Overview: Phobic and agoraphobic symptoms are common in people with epilepsy and result in a poorer quality of life.
Source: Wake Forest University
About 5.1 million people in the US have a history of epilepsy, which causes repeated seizures. According to the Epilepsy Foundation, epilepsy is the fourth most common neurological disorder.
While current research has shown an increase in anxiety and depression in people with epilepsy, little is known about this population and agoraphobia, an anxiety disorder associated with the fear of being in a public place or being in a situation that cause panic or embarrassment.
However, a recent study by Heidi Munger Clary, MD, MPH, an associate professor of neurology at Wake Forest University School of Medicine, shows that phobic and agoraphobic symptoms are common and associated with poor quality of life in people with epilepsy.
The study appears online in Epilepsy Research.
“We know that agoraphobia can lead to delays in patient care due to reluctance to go outside, including appointments with health care providers,” said Munger Clary, the study’s lead researcher. “So this is an area that needs more attention in clinical practice.”
In the study, researchers performed a cross-sectional analysis of baseline clinical data from a neuropsychology registry cohort study.
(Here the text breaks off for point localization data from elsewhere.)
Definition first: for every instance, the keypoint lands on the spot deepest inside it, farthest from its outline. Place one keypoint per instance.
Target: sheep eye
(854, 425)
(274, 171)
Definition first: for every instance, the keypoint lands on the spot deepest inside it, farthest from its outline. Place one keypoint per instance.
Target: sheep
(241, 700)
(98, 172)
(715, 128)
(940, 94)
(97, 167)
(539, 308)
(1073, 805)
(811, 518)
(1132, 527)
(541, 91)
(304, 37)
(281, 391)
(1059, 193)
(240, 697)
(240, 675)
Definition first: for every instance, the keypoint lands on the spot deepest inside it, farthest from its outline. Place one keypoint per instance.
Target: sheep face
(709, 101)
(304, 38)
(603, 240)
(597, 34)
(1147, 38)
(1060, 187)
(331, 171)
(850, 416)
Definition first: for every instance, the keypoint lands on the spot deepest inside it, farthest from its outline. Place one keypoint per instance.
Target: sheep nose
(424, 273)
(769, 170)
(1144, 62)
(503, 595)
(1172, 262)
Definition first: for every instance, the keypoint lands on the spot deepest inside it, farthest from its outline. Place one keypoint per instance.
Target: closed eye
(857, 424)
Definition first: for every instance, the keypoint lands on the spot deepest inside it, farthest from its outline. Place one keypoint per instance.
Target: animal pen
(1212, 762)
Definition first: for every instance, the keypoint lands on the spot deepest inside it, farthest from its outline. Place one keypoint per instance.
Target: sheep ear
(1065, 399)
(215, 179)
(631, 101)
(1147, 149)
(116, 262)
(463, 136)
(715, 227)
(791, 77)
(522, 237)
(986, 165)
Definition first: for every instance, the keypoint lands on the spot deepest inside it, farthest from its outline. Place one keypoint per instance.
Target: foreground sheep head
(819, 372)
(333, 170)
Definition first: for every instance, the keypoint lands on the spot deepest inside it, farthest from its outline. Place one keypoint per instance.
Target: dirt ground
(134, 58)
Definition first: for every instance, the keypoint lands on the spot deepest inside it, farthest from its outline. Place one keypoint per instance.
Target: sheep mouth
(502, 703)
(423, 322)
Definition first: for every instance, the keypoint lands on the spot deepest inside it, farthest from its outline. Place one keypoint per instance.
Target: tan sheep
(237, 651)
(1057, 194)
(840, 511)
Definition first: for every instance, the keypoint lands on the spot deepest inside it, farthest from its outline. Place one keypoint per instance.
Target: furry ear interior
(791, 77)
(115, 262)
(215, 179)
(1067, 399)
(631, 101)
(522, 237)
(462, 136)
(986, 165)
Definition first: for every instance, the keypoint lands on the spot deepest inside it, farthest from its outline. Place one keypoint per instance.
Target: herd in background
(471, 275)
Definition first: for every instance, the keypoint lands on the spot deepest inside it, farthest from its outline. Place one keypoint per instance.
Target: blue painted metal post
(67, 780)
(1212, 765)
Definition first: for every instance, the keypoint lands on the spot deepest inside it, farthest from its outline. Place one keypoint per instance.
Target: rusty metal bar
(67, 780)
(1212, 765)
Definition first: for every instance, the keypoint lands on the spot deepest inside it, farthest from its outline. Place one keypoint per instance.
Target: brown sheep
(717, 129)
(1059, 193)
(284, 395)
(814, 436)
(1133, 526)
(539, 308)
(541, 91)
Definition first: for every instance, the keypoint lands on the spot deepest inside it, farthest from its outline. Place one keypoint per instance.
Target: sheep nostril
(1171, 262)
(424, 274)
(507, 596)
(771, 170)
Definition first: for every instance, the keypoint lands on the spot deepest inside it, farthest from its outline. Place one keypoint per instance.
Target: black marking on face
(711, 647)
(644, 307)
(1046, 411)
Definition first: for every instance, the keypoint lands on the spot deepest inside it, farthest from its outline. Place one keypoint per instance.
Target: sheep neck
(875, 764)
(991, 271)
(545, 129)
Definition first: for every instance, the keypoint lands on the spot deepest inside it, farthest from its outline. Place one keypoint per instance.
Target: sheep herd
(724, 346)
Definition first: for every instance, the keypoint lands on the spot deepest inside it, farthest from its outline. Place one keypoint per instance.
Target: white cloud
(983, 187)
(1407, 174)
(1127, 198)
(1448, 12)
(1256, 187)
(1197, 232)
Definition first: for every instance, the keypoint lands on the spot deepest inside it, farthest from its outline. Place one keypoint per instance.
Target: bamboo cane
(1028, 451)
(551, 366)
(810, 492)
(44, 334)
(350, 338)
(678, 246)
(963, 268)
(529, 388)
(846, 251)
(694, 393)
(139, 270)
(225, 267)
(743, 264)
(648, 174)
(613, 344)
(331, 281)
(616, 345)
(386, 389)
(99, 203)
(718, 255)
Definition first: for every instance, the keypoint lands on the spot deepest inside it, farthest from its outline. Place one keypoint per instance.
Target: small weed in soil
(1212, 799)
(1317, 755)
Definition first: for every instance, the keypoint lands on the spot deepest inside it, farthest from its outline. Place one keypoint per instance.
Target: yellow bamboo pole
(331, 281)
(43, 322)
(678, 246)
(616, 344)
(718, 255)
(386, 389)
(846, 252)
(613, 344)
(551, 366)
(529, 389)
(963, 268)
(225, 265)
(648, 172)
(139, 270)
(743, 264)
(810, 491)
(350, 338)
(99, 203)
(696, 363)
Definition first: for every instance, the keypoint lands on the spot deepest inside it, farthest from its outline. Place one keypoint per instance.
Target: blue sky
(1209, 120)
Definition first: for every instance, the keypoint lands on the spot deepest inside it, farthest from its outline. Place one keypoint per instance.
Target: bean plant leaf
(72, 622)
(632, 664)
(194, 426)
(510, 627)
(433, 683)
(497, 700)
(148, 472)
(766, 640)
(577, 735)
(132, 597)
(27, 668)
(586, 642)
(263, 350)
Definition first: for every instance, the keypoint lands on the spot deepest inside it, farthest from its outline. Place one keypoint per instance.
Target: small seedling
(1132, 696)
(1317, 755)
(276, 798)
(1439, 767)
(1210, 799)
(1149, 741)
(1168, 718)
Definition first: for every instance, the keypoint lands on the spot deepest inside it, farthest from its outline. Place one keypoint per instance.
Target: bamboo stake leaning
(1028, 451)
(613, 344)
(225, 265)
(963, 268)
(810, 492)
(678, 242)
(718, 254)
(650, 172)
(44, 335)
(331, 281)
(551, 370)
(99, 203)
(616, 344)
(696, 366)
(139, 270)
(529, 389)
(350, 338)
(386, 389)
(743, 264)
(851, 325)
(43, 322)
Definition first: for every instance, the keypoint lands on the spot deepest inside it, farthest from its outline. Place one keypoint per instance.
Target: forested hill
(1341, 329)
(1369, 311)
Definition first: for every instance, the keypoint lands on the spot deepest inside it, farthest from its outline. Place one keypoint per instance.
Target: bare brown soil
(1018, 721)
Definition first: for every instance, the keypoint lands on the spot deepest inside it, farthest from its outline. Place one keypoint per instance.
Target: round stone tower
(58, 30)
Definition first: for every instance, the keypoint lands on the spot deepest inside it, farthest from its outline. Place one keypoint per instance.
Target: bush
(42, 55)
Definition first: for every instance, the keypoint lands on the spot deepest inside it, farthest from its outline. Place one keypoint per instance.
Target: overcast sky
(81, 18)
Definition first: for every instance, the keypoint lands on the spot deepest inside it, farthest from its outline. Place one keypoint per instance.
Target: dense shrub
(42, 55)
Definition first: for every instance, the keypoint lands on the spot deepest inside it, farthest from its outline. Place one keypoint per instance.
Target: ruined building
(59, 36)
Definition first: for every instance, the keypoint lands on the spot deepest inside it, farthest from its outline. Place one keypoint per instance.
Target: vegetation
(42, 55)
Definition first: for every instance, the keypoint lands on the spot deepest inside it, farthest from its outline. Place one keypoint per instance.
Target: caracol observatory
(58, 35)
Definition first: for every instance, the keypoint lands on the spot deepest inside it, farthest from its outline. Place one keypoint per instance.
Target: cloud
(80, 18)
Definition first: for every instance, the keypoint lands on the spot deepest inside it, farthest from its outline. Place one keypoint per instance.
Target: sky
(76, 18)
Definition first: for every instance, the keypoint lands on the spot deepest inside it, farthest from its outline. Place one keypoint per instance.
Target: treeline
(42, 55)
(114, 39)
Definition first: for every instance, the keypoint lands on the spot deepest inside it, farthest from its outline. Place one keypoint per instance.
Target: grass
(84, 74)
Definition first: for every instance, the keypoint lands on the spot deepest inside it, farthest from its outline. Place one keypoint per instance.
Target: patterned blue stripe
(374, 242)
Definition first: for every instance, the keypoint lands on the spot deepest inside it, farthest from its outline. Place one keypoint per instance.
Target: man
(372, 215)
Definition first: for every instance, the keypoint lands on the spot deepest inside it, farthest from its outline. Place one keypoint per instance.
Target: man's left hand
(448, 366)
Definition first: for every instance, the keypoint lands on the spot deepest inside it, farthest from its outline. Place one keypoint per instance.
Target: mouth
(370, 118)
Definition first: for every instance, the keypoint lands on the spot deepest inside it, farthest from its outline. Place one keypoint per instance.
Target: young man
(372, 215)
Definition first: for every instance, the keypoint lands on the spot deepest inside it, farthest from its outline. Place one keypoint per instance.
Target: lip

Researchers analyzed a diverse sample of 420 adults ages 18 to 75 with epilepsy who underwent a neuropsychological evaluation at Columbia University Medical Center in New York over a 14-year period.
“More than a third of the participants reported significant phobic/agoraphobic symptoms,” said Munger Clary. “We also found that phobic/agoraphobic symptoms, along with depression symptoms, were independently associated with poor quality of life, but generalized anxiety symptoms were not.”
According to Munger Clary, because phobic/agoraphobic symptoms are not routinely assessed by clinicians, the findings may indicate a need for future studies to develop more comprehensive screeners for psychiatric comorbidities in epilepsy.
“Symptoms of agoraphobia do not completely overlap with generalized anxiety or depression symptoms that are often screened for in routine practice,” said Munger Clary.
“Providers should consider more robust symptom screening methods to identify and better help these patients. This may be important to improve health equity given other important research findings showing that people with less education and non-white race/ethnicity were more likely to have significant phobic/agoraphobic symptoms.”
financing: This work was supported in part by the National Institutes of Health under grants R01 NS035140, KM1 CA156709, UL1 TR001420, and 5KL2TR001421-04.
About this news about epilepsy research and psychology
Writer: Myra Wright
Source: Wake Forest University
Contact: Myra Wright – Wake Forest University
Image: The image is in the public domain
Original research: Open access.
“Afraid to go out: poor quality of life with phobic anxiety in a large cross-sectional adult epilepsy center sample” by Munger Clary et al. Epilepsy Research
Afraid to go out: poor quality of life with phobic anxiety in a large cross-sectional sample of adult epilepsy centers
People with epilepsy (PWE) have unmet care needs, especially in the context of mental health. Although the current literature has identified an increased incidence of anxiety and depression in PWE and their contribution to poor quality of life, little is known about the presence and impact of specific phobia and agoraphobia. Our aim was to assess factors associated with high phobic/agoraphobic symptoms in a large sample of one tertiary epilepsy center, and assess their impact on quality of life.
In a diverse sample of 420 adults with epilepsy, the cross-sectional association of demographic, epilepsy, and cognitive factors with high phobic symptoms was assessed using multiple logistic regression. Symptoms were measured by the self-report subscale validated by the SCL-90R (T-score ≥ 60 is considered group with highly phobic symptoms). Multiple logistic regression modeling was used to assess for independent association of demographic and clinical variables with the presence of strongly phobic symptoms, and multiple linear regression modeling was used to evaluate for independent cross-sectional associations with epilepsy-specific quality of life (QOLIE-89). .
Lower education (adjusted OR 3.38), nonwhite race/ethnicity (adjusted OR 2.34), and generalized anxiety symptoms (adjusted OR 1.91) were independently associated with high phobic/agoraphobic symptoms, all p < 0.005. Phobic/agoraphobic symptoms were independently associated with poor quality of life, as were depression symptoms, older age, and non-white race/ethnicity. Generalized anxiety showed no significant independent association with quality of life in the multivariable model.
In this study sample, phobic/agoraphobic symptoms were independently associated with poor quality of life. Clinicians should consider using more global symptom screening tools, with a particular focus on susceptible populations, as these impactful symptoms may be overlooked using generalized anxiety-focused screening paradigms.